Some attribute this to apprehension at the debauchery that comes with drink and dance—the skilled fiddler for centuries before turntables and synthesizers performed the function now manned by the likes of Avicii and Skrillex, with wine or moonshine lubricating the proceedings as molly and mushrooms now do for many.

But I suspect that the fiddle is regarded as fiendish because of the visceral reaction only it can provoke. Neither the piano nor the guitar—and certainly no horn—can approach the infinite range of microtones and timbres possible with strings grabbing and scratching and pulling over a fretless fingerboard. Our ears can hear so much from a fiddle, and its sounds are often familiar and frightening in the same moment.
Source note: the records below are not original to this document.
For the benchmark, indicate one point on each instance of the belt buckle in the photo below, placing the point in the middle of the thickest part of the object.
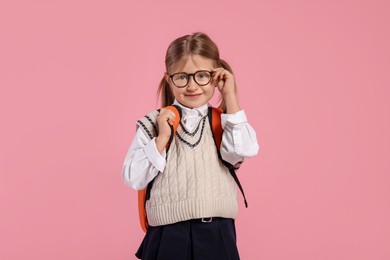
(207, 220)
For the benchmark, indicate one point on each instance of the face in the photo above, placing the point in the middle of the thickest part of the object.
(192, 95)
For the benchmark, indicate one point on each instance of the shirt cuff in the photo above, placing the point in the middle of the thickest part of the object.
(157, 159)
(234, 119)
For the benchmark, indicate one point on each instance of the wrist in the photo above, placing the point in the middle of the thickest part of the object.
(231, 102)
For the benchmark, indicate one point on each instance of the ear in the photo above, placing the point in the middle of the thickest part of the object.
(166, 76)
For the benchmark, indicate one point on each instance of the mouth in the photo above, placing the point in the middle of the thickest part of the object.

I was playing a digital copy of this reissue of this record—Smoke Dawson’s privately pressed “Fiddle” LP from 1971, with fascinating liner notes by Josh Rosenthal—the other day, and someone in the next room later remarked on the Celtic music they had heard.

It’s more the American folk or Appalachian style of fiddling that Dawson does here, but he’s definitely calling up the ancient tones and voices that poets like Bill Monroe and Van Morrison are always going on about.

“John Brown’s Dream,” “Cacklin’ Hen,” “Turkey in the Straw,” and “The Girl I Left Behind Me”—indeed most of the 17 tracks here—have melodies recognizable to even casual listeners to bluegrass and American folk and country music—sometimes those melodies are known by other names, which underscores the magpie nature of the fiddlers that have passed them along—renaming, stealing, reworking, and reinvigorating at every pass. Dawson’s “Pretty Polly” is every bit as bracing as Ralph Stanley’s version, right down to the plucked-string kickoff that mimics the sound of Stanley’s banjo. If you listened to each version side by side for the first time with no context, you couldn’t say which was older or even when they were recorded.

Dawson also played the bagpipes, which make a striking appearance here on the third leg of the “Connaughtman’s Rambles/Devil’s Dream/Marche Venerie” medley.

“The Minotaur” closes the album with stutters and hums and an unworldly aura made more affecting by the knowledge it’s coming not from Satan but from one of us.